For more detailed information on how to install patches to OpenBSD, please consult the OpenBSD FAQ.
- 006: RELIABILITY FIX: December 17, 2010 All architectures
Bring CBC oracle attack countermeasures to hardware crypto accelerator land. This fixes aes-ni, via xcrypt and various drivers (glxsb(4), hifn(4), safe(4) and ubsec(4)).
A source code patch exists which remedies this problem. - 005: SECURITY FIX: December 17, 2010 All architectures
Insufficent initialization of the pf rule structure in the ioctl handler may allow userland to modify kernel memory. By default root privileges are needed to add or modify pf rules.
A source code patch exists which remedies this problem. - 004: RELIABILITY FIX: November 17, 2010 All architectures
Fix a flaw in the OpenSSL TLS server extension code parsing which could lead to a buffer overflow. This affects OpenSSL based TLS servers which are multi-threaded and use OpenSSL's internal caching mechanism. Servers that are multi-process and/or disable internal session caching are not affected.

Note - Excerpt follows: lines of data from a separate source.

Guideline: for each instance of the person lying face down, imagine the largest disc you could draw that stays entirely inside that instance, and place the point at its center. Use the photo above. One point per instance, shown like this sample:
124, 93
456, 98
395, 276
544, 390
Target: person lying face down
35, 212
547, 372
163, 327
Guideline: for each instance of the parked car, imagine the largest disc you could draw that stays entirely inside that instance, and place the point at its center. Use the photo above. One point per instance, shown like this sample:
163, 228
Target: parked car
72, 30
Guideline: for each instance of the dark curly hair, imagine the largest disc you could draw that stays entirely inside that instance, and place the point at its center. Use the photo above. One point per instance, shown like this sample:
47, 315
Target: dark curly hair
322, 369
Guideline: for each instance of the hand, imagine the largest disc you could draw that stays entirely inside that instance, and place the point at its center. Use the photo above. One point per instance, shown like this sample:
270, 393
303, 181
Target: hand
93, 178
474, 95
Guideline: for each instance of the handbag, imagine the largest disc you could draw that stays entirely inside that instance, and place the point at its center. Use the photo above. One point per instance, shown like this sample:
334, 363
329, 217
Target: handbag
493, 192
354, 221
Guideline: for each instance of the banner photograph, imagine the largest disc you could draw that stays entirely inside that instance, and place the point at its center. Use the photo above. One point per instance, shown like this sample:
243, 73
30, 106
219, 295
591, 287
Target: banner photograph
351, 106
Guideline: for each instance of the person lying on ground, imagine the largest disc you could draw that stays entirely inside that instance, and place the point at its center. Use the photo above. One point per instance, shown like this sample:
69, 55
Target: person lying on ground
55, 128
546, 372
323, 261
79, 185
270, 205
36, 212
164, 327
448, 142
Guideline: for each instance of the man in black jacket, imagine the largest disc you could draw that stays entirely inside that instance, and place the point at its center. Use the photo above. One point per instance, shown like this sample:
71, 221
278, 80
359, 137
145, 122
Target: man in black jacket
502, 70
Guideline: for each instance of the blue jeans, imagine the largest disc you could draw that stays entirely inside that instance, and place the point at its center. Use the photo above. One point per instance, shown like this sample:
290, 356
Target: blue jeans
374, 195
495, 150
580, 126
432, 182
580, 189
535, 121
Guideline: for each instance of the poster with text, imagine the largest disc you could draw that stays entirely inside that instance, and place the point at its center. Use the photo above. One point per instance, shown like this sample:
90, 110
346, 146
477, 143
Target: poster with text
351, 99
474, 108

A source code patch exists which remedies this problem. - 003: RELIABILITY FIX: November 16, 2010 All architectures
The vr(4) driver may hand over stale ring descriptors to the hardware if the compiler decides to re-order stores or if the hardware does store-reordering.
A source code patch exists which remedies this problem. - 002: RELIABILITY FIX: November 16, 2010 All architectures
Certain PCI based hardware may improperly announce their Base Address Registers as prefetchable even though they are not. This may cause unpredictable effects due to wrongly mapped memory.
A source code patch exists which remedies this problem. - 001: RELIABILITY FIX: November 16, 2010 All architectures
Uninitialized memory may force the RDE into route-collector mode on startup and may prevent bgpd from updating or announcing any routes.
A source code patch exists which remedies this problem.